Food Certification Center, Korean Food Research Institutes, Sungnam, South Korea.
J Nutr. 2013 Jul;143(7):1093-9. doi: 10.3945/jn.112.173401. Epub 2013 May 29.
Our preliminary study revealed that dementia induced by β-amyloid accumulation impairs peripheral glucose homeostasis (unpublished). We therefore evaluated whether long-term oral consumption of yuzu (Citrus junos Tanaka) extract improves cognitive dysfunction and glucose homeostasis in β-amyloid-induced rats. Male rats received hippocampal CA1 infusions of β-amyloid (25-35) [plaque forming β-amyloid; Alzheimer disease (AD)] or β-amyloid (35-25) [non-plaque forming β-amyloid; C (non-Alzheimer disease control)] at a rate of 3.6 nmol/d for 14 d. AD rats were divided into 2 dietary groups that received either 3% lyophilized 70% ethanol extracts of yuzu (AD-Y) or 3% dextrin (AD-C) in high-fat diets (43% energy as fat). The AD-C group exhibited greater hippocampal β-amyloid deposition, which was not detected in the C group, and attenuated hippocampal insulin signaling. Yuzu treatment prevented β-amyloid accumulation, increased tau phosphorylation, and attenuated hippocampal insulin signaling observed in AD-C rats. Consistent with β-amyloid accumulation, the AD-C rats experienced cognitive dysfunction, which was prevented by yuzu.
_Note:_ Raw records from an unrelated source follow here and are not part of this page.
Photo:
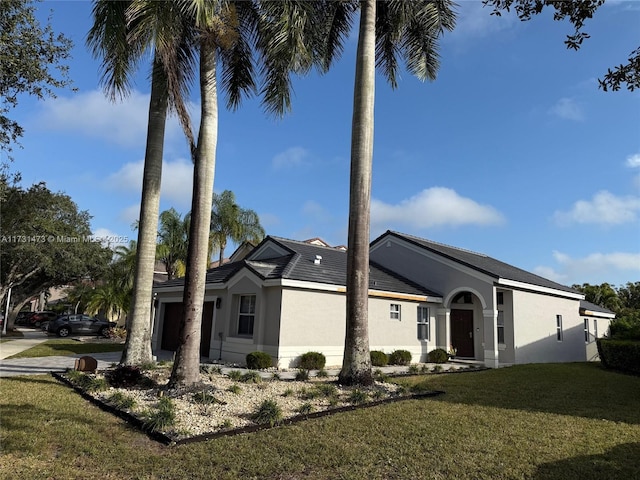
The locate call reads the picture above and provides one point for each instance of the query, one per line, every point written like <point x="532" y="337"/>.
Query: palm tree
<point x="387" y="29"/>
<point x="230" y="33"/>
<point x="172" y="241"/>
<point x="230" y="221"/>
<point x="111" y="38"/>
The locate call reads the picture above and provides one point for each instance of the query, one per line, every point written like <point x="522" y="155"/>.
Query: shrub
<point x="400" y="357"/>
<point x="312" y="361"/>
<point x="124" y="376"/>
<point x="439" y="355"/>
<point x="259" y="361"/>
<point x="379" y="359"/>
<point x="621" y="355"/>
<point x="268" y="412"/>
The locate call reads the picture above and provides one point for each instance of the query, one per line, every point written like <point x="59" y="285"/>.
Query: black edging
<point x="171" y="441"/>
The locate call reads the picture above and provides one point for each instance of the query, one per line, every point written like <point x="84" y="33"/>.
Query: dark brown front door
<point x="171" y="327"/>
<point x="462" y="332"/>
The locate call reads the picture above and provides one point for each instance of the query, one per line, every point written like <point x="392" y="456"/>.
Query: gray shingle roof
<point x="480" y="262"/>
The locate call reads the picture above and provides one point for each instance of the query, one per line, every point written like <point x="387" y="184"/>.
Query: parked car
<point x="38" y="318"/>
<point x="79" y="324"/>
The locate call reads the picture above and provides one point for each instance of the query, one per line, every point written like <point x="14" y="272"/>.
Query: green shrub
<point x="268" y="412"/>
<point x="312" y="361"/>
<point x="439" y="355"/>
<point x="623" y="355"/>
<point x="259" y="361"/>
<point x="400" y="357"/>
<point x="379" y="359"/>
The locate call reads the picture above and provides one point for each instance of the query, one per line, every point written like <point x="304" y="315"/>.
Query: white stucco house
<point x="287" y="297"/>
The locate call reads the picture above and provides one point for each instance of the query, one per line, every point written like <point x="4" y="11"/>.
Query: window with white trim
<point x="586" y="330"/>
<point x="500" y="327"/>
<point x="246" y="314"/>
<point x="423" y="323"/>
<point x="559" y="328"/>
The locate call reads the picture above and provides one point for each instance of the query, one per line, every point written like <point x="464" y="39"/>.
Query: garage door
<point x="171" y="327"/>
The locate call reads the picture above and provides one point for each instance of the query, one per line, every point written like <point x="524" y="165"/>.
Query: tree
<point x="230" y="33"/>
<point x="577" y="11"/>
<point x="46" y="242"/>
<point x="172" y="241"/>
<point x="31" y="62"/>
<point x="387" y="29"/>
<point x="230" y="221"/>
<point x="120" y="35"/>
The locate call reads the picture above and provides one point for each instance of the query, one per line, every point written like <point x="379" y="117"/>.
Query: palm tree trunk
<point x="137" y="349"/>
<point x="186" y="368"/>
<point x="356" y="365"/>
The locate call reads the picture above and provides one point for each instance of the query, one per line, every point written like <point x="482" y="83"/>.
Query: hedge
<point x="623" y="355"/>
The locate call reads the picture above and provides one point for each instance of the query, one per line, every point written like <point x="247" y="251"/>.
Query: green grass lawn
<point x="571" y="421"/>
<point x="67" y="346"/>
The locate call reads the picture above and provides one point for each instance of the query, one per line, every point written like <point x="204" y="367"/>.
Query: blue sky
<point x="513" y="151"/>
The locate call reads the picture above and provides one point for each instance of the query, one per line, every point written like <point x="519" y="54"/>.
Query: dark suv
<point x="79" y="324"/>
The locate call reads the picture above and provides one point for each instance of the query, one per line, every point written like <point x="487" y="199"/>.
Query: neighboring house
<point x="288" y="297"/>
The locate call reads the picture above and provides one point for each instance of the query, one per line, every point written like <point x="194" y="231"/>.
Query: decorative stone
<point x="86" y="364"/>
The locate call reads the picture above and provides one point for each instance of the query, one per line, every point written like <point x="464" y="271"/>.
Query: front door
<point x="462" y="332"/>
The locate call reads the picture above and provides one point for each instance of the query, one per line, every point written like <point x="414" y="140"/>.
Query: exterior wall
<point x="535" y="329"/>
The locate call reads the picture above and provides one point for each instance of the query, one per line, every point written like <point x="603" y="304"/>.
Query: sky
<point x="512" y="151"/>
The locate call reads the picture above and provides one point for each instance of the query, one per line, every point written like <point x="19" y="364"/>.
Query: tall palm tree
<point x="172" y="241"/>
<point x="230" y="33"/>
<point x="230" y="221"/>
<point x="387" y="29"/>
<point x="111" y="39"/>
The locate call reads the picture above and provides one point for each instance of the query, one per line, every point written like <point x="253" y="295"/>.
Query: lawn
<point x="571" y="421"/>
<point x="68" y="346"/>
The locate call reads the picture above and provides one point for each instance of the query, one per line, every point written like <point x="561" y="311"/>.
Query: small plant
<point x="400" y="357"/>
<point x="124" y="376"/>
<point x="259" y="361"/>
<point x="268" y="412"/>
<point x="206" y="398"/>
<point x="288" y="392"/>
<point x="358" y="397"/>
<point x="251" y="377"/>
<point x="163" y="417"/>
<point x="121" y="401"/>
<point x="312" y="361"/>
<point x="235" y="388"/>
<point x="305" y="408"/>
<point x="379" y="359"/>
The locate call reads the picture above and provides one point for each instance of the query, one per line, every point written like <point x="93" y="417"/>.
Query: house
<point x="287" y="297"/>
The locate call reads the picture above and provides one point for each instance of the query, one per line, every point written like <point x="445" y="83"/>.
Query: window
<point x="423" y="323"/>
<point x="501" y="327"/>
<point x="246" y="314"/>
<point x="559" y="327"/>
<point x="586" y="330"/>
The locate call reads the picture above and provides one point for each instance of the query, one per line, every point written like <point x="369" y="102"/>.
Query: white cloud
<point x="633" y="161"/>
<point x="91" y="113"/>
<point x="436" y="206"/>
<point x="568" y="109"/>
<point x="605" y="209"/>
<point x="292" y="157"/>
<point x="176" y="186"/>
<point x="594" y="268"/>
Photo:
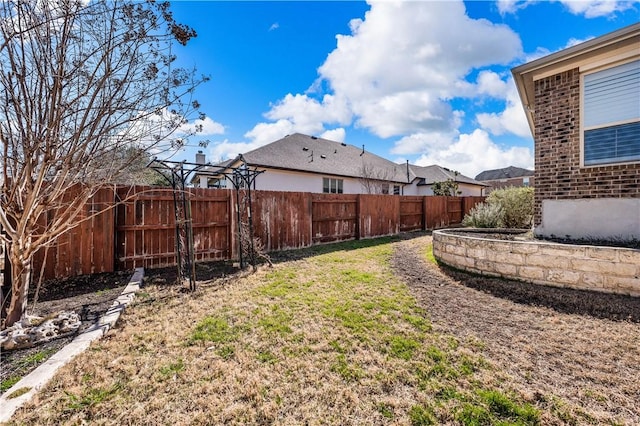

AD-C rats gained less weight than did C rats due to decreased feed consumption, and yuzu treatment prevented the decrease in feed consumption. Serum glucose concentrations were higher in AD-C than in C rats at 40-120 min after glucose loading during an oral-glucose-tolerance test, but not at 0-40 min. Serum insulin concentrations were highly elevated in AD-C rats but not enough to lower serum glucose to normal concentrations, indicating that rats in the AD-C group had insulin resistance and a borderline diabetic state. Although AD-C rats were profoundly insulin resistant, AD-Y rats exhibited normal first and second phases of glucose tolerance and insulin sensitivity and secretion. In conclusion, yuzu treatment prevented the cognitive dysfunction and impaired energy and glucose homeostasis induced by β-amyloid infusion.
我们的初步研究表明,β-淀粉样蛋白积累引起的痴呆症会损害外周葡萄糖稳态(未发表)。因此,我们评估了长期口服柚子(Citrus junos Tanaka)提取物是否能改善β-淀粉样蛋白诱导的大鼠的认知功能障碍和葡萄糖稳态。雄性大鼠以 3.6 nmol/d 的速度接受海马 CA1 内β-淀粉样蛋白(25-35)[斑块形成β-淀粉样蛋白;阿尔茨海默病(AD)]或β-淀粉样蛋白(35-25)[非斑块形成β-淀粉样蛋白;C(非阿尔茨海默病对照)]共 14 天。AD 大鼠分为 2 个饮食组,分别给予高脂肪饮食(43%能量为脂肪)中的 3%冻干 70%乙醇柚子提取物(AD-Y)或 3%糊精(AD-C)。AD-C 组表现出更大的海马β-淀粉样蛋白沉积,而 C 组未检测到,并且海马胰岛素信号减弱。柚子处理可防止 AD-C 大鼠中观察到的β-淀粉样蛋白积聚、tau 磷酸化增加和海马胰岛素信号减弱。与β-淀粉样蛋白积聚一致,AD-C 大鼠出现认知功能障碍,柚子可预防。AD-C 大鼠的体重增长低于 C 大鼠,因为饲料摄入量减少,而柚子处理可防止饲料摄入量减少。口服葡萄糖耐量试验中,AD-C 大鼠在葡萄糖负荷后 40-120 分钟时的血清葡萄糖浓度高于 C 大鼠,但在 0-40 分钟时没有差异。AD-C 大鼠的血清胰岛素浓度显著升高,但不足以将血清葡萄糖降低至正常浓度,表明 AD-C 组大鼠存在胰岛素抵抗和边缘糖尿病状态。尽管 AD-C 大鼠存在严重的胰岛素抵抗,但 AD-Y 大鼠表现出正常的第一和第二阶段葡萄糖耐量和胰岛素敏感性和分泌。总之,柚子处理可预防β-淀粉样蛋白输注引起的认知功能障碍和能量及葡萄糖稳态受损。